En el audiovisual, publicado en los canales oficiales de comunicación del club brasilero, Bobadilla expresó: "Hola a todos, acá para hablar un poco de lo que pasó anoche. Primero, fue un partido muy caliente, un clima tenso durante todo el partido".
"Y después del segundo gol nuestro tuve un par de cruces de palabras con un jugador de Talleres, donde fui ofendido primeramente, también tratado con un poco de desprecio", agregó el paraguayo ante la cámara.
Sin referirse a la frase que pronunció contra el defensor de Talleres, sentenció: "Nunca tuve la intención de discriminar a nadie. Y bueno, en la calentura reaccioné mal. Pido disculpas públicamente. Si tengo la oportunidad de hablar con él en persona le pediré disculpas también. Solo quería aclarar eso y les mando un gran abrazo a todos".

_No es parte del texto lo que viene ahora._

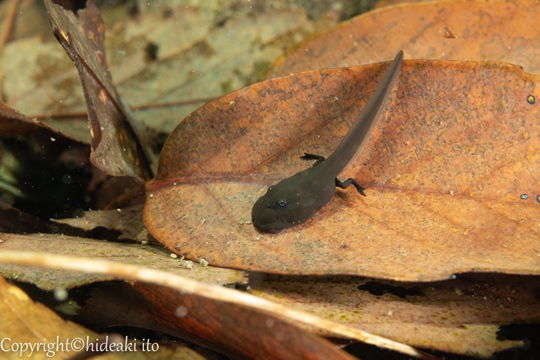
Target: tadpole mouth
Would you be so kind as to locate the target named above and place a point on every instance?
(269, 228)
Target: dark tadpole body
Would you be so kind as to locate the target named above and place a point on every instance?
(294, 200)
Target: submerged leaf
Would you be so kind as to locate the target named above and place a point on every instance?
(128, 253)
(452, 172)
(499, 30)
(230, 328)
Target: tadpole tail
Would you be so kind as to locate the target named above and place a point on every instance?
(355, 140)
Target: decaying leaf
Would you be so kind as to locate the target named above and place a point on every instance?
(461, 316)
(26, 323)
(452, 172)
(116, 137)
(228, 328)
(129, 253)
(127, 220)
(163, 77)
(488, 30)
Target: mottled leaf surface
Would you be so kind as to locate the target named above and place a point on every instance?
(505, 31)
(452, 172)
(461, 316)
(229, 328)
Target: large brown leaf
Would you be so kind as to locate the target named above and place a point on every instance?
(452, 172)
(229, 328)
(460, 316)
(484, 30)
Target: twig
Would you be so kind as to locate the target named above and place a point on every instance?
(186, 285)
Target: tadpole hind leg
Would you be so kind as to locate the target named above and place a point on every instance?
(308, 156)
(345, 184)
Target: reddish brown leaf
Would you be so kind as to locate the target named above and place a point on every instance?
(228, 328)
(116, 147)
(496, 30)
(460, 316)
(452, 172)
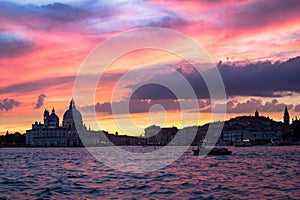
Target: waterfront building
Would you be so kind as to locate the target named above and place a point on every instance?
(52, 134)
(286, 117)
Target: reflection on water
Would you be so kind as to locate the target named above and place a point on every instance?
(255, 172)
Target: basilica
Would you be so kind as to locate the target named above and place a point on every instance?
(52, 134)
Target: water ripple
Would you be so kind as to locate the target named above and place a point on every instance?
(72, 173)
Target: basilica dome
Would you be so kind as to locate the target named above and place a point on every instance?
(52, 120)
(53, 117)
(72, 117)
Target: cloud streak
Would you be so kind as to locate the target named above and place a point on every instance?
(262, 79)
(8, 104)
(12, 46)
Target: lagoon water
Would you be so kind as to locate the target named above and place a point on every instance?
(72, 173)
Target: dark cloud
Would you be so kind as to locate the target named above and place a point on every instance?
(251, 105)
(297, 108)
(142, 106)
(40, 101)
(8, 104)
(262, 79)
(262, 13)
(12, 45)
(55, 11)
(59, 16)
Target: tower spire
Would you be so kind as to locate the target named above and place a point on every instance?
(72, 104)
(286, 116)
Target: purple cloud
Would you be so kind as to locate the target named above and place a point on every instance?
(13, 46)
(8, 104)
(262, 79)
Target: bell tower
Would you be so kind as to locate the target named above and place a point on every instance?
(286, 117)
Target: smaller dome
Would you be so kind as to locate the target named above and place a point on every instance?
(53, 117)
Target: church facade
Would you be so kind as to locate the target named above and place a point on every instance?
(50, 133)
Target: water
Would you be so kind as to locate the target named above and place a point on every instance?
(72, 173)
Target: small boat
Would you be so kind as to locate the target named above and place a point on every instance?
(214, 151)
(243, 143)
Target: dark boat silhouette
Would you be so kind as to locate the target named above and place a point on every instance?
(213, 151)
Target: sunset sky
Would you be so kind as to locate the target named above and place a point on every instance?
(44, 43)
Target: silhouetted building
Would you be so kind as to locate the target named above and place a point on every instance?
(256, 114)
(286, 117)
(51, 134)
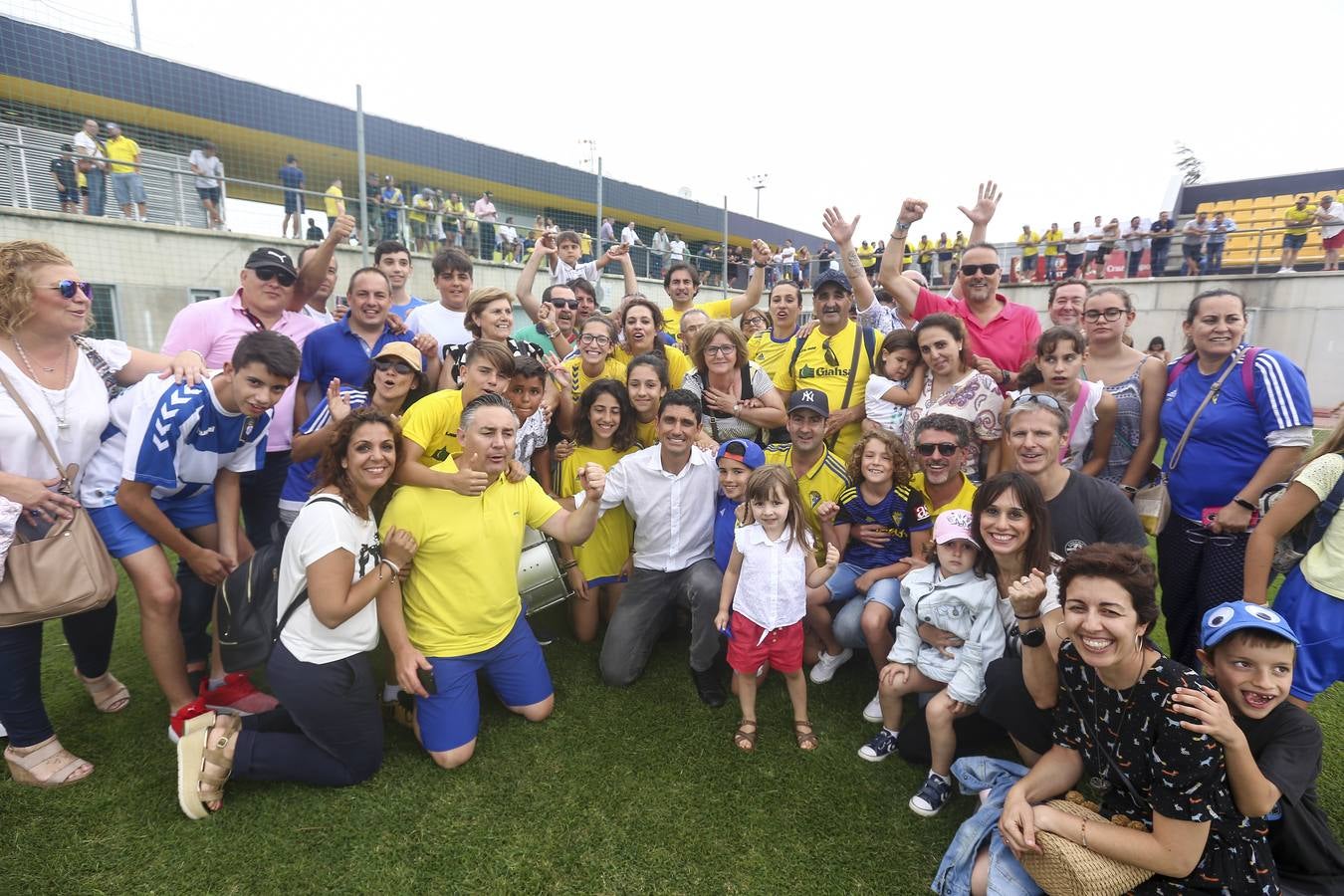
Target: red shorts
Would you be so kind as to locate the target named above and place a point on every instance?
(782, 646)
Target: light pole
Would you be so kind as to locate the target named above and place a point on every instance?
(759, 183)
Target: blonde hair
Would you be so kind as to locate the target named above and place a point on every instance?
(479, 300)
(18, 260)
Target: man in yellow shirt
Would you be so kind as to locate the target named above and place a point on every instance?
(459, 610)
(1297, 219)
(126, 184)
(836, 360)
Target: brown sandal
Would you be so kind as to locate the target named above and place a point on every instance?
(23, 766)
(808, 738)
(745, 739)
(107, 692)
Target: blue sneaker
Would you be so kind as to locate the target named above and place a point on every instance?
(882, 746)
(932, 796)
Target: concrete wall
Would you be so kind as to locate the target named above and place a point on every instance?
(154, 268)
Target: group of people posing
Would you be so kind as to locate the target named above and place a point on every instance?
(953, 500)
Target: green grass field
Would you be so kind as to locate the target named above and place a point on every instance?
(632, 790)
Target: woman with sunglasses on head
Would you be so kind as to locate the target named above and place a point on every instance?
(1221, 457)
(953, 385)
(1136, 380)
(398, 380)
(65, 380)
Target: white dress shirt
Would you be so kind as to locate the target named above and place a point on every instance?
(674, 514)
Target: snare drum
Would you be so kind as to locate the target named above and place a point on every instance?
(541, 583)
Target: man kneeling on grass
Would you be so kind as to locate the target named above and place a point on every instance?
(460, 611)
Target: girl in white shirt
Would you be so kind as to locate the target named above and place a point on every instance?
(765, 587)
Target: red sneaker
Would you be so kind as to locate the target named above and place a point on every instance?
(177, 722)
(237, 696)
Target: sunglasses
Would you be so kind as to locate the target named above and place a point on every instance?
(69, 288)
(400, 367)
(265, 274)
(1037, 399)
(945, 449)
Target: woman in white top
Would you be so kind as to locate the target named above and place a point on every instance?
(329, 729)
(65, 380)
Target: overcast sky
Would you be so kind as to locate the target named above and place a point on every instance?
(1075, 112)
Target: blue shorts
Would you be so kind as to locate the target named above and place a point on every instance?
(1319, 621)
(123, 535)
(515, 668)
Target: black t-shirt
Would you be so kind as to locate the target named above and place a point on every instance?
(1287, 745)
(1089, 511)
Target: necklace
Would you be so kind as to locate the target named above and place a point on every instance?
(62, 425)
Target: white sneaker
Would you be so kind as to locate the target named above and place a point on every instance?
(826, 665)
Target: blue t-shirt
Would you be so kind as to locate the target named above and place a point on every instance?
(1228, 443)
(902, 511)
(299, 481)
(335, 350)
(725, 523)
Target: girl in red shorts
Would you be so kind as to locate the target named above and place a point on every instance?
(765, 585)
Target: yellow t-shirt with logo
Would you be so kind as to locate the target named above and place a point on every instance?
(825, 481)
(769, 353)
(461, 595)
(718, 310)
(433, 423)
(830, 375)
(125, 149)
(605, 553)
(1297, 220)
(961, 501)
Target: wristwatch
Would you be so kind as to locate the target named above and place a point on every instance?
(1032, 637)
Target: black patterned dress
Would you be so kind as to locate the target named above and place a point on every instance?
(1178, 774)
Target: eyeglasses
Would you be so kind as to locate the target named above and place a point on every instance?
(829, 352)
(265, 274)
(68, 288)
(1048, 400)
(400, 367)
(945, 449)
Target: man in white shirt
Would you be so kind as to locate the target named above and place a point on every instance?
(95, 169)
(669, 491)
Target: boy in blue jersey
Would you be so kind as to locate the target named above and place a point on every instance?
(167, 472)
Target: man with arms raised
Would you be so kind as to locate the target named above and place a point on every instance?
(459, 610)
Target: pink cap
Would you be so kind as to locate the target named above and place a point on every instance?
(953, 526)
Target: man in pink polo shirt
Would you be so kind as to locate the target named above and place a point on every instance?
(1003, 335)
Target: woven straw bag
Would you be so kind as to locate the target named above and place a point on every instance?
(1064, 868)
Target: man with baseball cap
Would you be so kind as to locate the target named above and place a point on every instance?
(833, 361)
(821, 479)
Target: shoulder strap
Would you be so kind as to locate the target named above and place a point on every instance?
(37, 427)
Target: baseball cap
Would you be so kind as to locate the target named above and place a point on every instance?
(830, 276)
(402, 350)
(953, 526)
(749, 454)
(809, 399)
(1235, 615)
(269, 257)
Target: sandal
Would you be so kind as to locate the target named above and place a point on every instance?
(107, 692)
(23, 765)
(194, 751)
(745, 739)
(805, 735)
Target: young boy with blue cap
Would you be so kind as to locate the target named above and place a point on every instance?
(1273, 747)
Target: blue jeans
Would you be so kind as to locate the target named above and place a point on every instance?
(22, 711)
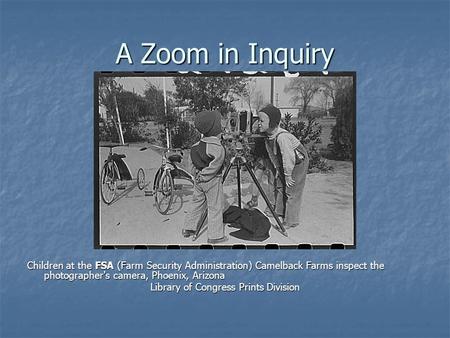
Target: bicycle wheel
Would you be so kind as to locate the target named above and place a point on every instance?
(141, 179)
(164, 192)
(109, 178)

La pena que podría recibir el jugador de San Pablo
Damián Bobadilla, tras su polémica frase contra Miguel Navarro, está expuesto a una sanción ejemplar por parte de Conmebol. En el año 2023 el ente madre del fútbol sudamericano modificó algunas de las penas ante discursos discriminatorias.
El inciso 1 del artículo 17 del reglamento de la competencia detalla que: "Cualquier jugador u oficial que insulte o atente contra la dignidad humana de otra persona o grupo de personas, por cualquier medio, por motivos de color de piel, raza, sexo u orientación sexual, etnia, idioma, credo u origen será suspendido por un mínimo de cinco partidos o por un periodo de tiempo mínimo de dos meses".